Pünktlich zum Anpfiff setzt Regen ein, der im Verlauf der Partie immer mal wieder aufhören und wieder einsetzen wird. Dazu wechseln sonnige Episoden, wolkenverhangener Himmel und kalter Wind im Minutentakt und lassen die Reisegruppe in absoluter Unklarheit darüber, ob das heute ein schöner Tag sein kann oder nicht. Weniger abwechslungsreich stellt sich das Spiel auf dem grünen Rasen dar. Beide Mannschaften egalisieren sich im Mittelfeld und es erweckt doch ein wenig den Anschein, dass eine gewisse Vorsicht Angriffsbemühungen beider im Keim erstickt. Es könnte heute eine leichte Vorentscheidung im Aufstiegsrennen fallen und dieser Druck hemmt die Akteure sichtlich, die mit angezogener Handbremse agieren. Bei den Harzern ist die Trikotnummer 4 nicht vergeben und mir geht ein großartiger Wortwitz zur Aufwertung des Blogs flöten. Dafür starten die Germanen körperlich sehr robust ins Spiel und haben nach 13 gespielten Minuten bereits zwei gelbe Karten auf der Habenseite. Na dann verwursten wir halt diesen Halberstädter Flachwitz: Harz aber herzlich!

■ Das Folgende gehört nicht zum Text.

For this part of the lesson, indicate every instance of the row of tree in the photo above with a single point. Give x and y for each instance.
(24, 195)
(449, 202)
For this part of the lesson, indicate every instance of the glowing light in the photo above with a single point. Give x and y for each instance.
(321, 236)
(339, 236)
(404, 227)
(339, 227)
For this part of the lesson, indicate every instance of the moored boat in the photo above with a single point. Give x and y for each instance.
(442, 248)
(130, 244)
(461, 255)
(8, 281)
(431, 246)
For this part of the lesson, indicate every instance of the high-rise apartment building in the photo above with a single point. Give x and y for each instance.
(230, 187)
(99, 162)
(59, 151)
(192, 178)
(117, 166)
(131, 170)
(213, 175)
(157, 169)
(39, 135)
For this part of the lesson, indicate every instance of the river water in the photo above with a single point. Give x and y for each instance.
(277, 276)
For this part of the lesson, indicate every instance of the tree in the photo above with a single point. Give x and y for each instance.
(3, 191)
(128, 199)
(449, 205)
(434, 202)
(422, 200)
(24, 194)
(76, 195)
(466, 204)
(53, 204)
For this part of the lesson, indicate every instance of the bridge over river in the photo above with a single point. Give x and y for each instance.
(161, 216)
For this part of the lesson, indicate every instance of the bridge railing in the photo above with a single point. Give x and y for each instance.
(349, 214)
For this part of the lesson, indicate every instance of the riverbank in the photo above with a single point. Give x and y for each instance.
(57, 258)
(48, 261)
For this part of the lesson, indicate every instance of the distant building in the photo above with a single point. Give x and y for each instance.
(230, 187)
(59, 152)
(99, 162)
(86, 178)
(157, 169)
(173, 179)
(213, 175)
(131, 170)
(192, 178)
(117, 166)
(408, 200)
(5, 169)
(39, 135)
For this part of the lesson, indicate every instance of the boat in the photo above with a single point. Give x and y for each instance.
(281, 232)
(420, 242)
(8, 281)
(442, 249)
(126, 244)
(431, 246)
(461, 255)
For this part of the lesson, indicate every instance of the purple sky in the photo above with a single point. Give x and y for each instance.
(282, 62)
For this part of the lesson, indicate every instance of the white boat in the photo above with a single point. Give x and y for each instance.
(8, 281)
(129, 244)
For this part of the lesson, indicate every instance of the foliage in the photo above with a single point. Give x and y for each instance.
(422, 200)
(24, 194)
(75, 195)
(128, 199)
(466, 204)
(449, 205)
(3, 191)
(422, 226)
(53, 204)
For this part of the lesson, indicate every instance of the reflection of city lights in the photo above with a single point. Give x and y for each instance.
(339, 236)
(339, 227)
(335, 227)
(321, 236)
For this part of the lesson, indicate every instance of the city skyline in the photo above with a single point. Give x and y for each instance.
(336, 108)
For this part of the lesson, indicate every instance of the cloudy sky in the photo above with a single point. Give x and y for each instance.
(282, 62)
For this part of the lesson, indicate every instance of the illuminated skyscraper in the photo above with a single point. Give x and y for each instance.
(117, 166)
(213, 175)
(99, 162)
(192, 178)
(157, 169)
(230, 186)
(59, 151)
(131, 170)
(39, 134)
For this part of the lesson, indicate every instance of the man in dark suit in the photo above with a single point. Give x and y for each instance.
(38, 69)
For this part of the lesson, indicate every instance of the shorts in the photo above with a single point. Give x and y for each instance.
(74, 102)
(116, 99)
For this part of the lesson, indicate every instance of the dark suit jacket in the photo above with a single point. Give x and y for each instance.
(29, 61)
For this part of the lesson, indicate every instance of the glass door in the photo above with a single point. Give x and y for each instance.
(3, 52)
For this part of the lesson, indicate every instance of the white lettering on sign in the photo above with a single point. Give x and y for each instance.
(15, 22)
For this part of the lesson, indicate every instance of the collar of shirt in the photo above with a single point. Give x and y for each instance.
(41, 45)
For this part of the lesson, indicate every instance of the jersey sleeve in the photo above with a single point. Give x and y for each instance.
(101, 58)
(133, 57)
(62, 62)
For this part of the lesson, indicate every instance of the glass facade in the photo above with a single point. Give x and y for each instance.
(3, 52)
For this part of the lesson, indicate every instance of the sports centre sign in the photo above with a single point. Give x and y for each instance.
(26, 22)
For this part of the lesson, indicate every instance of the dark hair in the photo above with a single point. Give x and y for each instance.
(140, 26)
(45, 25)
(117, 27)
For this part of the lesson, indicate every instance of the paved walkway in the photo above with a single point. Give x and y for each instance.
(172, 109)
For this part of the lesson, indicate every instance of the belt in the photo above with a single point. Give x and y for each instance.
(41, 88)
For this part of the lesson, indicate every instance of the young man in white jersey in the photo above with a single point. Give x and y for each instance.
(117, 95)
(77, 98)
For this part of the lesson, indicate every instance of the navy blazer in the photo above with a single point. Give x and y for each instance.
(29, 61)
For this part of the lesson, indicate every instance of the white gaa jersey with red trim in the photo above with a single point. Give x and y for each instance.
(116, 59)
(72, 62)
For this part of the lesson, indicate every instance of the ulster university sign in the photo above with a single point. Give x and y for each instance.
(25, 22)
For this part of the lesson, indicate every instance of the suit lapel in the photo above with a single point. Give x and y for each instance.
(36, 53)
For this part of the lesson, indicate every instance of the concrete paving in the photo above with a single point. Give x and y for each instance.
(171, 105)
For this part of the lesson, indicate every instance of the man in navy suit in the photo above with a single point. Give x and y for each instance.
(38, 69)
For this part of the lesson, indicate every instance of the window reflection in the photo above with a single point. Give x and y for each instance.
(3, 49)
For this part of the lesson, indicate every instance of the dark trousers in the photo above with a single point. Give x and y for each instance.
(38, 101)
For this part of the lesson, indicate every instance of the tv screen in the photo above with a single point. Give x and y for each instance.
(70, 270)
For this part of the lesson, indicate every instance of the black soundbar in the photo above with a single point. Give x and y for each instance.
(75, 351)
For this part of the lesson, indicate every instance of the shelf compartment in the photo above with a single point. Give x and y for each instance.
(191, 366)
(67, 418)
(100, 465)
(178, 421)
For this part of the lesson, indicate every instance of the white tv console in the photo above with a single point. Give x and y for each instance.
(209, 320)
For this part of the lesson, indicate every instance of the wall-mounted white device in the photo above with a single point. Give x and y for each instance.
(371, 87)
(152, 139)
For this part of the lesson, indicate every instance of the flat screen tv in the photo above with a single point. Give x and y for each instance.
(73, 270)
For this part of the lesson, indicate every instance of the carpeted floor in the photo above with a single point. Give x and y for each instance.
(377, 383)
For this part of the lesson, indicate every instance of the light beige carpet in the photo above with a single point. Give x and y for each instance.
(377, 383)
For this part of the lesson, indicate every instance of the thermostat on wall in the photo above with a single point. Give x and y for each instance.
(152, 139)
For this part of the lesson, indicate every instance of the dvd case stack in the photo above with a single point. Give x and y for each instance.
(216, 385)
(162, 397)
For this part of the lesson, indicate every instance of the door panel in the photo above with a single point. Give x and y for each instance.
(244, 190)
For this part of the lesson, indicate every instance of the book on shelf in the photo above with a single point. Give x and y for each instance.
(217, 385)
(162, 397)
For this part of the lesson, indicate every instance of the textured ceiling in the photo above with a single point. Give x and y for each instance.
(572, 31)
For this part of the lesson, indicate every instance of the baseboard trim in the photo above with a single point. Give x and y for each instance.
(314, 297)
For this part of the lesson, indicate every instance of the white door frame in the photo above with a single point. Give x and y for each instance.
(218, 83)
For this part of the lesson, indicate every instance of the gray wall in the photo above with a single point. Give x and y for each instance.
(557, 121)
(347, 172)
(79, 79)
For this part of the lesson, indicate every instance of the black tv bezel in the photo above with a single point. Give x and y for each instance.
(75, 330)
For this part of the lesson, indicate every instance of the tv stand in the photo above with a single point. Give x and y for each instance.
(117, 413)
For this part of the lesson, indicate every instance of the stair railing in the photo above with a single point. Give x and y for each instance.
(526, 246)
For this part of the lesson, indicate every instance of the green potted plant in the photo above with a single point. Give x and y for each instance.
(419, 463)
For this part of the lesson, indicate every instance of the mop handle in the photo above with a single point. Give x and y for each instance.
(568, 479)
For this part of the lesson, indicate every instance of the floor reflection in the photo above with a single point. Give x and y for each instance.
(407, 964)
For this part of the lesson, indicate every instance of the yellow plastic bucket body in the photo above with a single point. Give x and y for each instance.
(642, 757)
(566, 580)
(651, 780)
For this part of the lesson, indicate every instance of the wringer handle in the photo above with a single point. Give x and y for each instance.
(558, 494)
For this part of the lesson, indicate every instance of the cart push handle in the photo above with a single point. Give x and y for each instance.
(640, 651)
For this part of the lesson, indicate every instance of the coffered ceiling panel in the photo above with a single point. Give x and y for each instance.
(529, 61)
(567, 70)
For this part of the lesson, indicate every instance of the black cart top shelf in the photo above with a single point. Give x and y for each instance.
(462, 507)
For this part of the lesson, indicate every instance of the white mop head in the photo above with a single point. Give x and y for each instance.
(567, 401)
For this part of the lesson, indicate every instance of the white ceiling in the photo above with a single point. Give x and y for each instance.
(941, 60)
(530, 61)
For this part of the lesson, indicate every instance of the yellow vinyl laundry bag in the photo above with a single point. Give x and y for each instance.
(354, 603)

Der gastgebende VfB Germania könnte den Gästen mit einem Sieg die Tabellenführung entreißen und so sind eher sie es, die in der Rolle stecken, heute gewinnen zu müssen. Nach 20 Minuten haben sie sich eine erste Torgelegenheit gegen die gut verteidigenden und ebenfalls körperbetont spielenden Gäste erarbeitet. Aber auch die BSG Chemie, die 2008/09 nach einer Neugründung durch die eigenen Fans erstmals wieder am Herrenspielbetrieb teilnahm und seitdem von der dritten Kreisklasse bis in die Oberliga aufsteigen konnte, setzt dann und wann Nadelstiche. So ist es Bunge, der nach gut einer halben Stunde die grün-weißen Farben beinahe mit 0:1 in Führung bringen kann. Kurz vor der Halbzeitpause sorgen die beiden erfahrensten Halberstadt-Akteure Benjamin Boltze (ehemals CFC, Halle, FCM) und Adli Lachheb (ehemals Aue, Duisburg, Halle) in Kooperation für den größten Aufreger des ersten Spielabschnitts. Einen Eckball von Boltze kann Lachheb allerdings nicht im Tor unterbringen, sondern per Kopf lediglich an den Pfosten bugsieren.

In der zweiten Halbzeit plätschert das Spiel etwas dahin. Die Leipziger machen es den Gastgebern schwer, das dicht gestaffelte Mittelfeld zu überspielen. Ein Unentschieden würde ihnen reichen, um in einer erfolgversprechenden Ausgangssituation in den Schlussspurt um den Aufstieg in die viertklassige Regionalliga Nordost gehen zu können. Nur noch zwei Mal wird es den Halberstädter Würstchen gelingen, Torchancen zu kreieren: In der 48. Minute sitzt in aussichtsreicher Position der entscheidende Pass des Ex-Unioners Pascal Wedemann auf den völlig freistehenden Messing nicht und nach 76 Minuten zieht eben jener Messing den Ball denkbar knapp am langen Pfosten vorbei. Erst in den letzten fünf Minuten baut Germania etwas mehr Druck auf, nachdem ihr Trainer Andreas Petersen, Vater von Freiburgs Stürmer Nils, offenbar grünes Licht für die Brechstange gegeben hat.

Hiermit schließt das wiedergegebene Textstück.